David Lewenberg returned from the experience a changed person.
“I trained and trained. I mentally prepared to the point I thought I was ready. Turns out SEALFIT found ways to push all of us well beyond what we thought our maximum effort was,” he said. “I am proud to proclaim that I did 20 times my maximum and learned a very important lesson about what I can actually accomplish. I will never be the same.”
Another participant, Georges Dagher, was given a special shout out by Cooper for going above and beyond in the event, and for “carrying the team spirit right to the end.”
SEALFIT incorporates many of the elements Baycrest science has shown to be beneficial to brain-healthy aging. It is designed specifically to foster the social connections, teamwork and physical grit required to cement lasting friendships and build a healthier body; all of which reinforce the prevention of dementia.
The event’s Co-Chair and participant Evan Green said he had challenged himself to “meet the physical and mental demands of this event while supporting a great cause. I believe that we can accomplish anything. No obstacle is too big.”
Co-Chair Zak Goldman said what surprised him about the event was the realization that it wasn’t just how much physical strength one needed to succeed at SEALFIT, but the amount of mental capacity that was also necessary.
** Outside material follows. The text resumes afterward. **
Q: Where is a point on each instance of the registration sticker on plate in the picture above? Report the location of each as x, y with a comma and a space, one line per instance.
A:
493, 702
“Which ties back to the reason we all did this,” he said. “The brain is a really complicated thing. You had to be able to get yourself into a certain place mentally while you were in it to forge forward. It was a great experience.”
Cooper said the experience was transformative and thanked all of the participants, their families and everyone who supported Baycrest through SEALFIT.
“SEALFIT was an exciting experience for everyone. While I loved going through Navy Seal Hell Week, I am thrilled and grateful that there are other people who are willing to do this full time,” Cooper said.
“I want to thank everyone who supported us and donated to the SEALFIT campaign… all the families, friends and community members. We could not have done this without you.”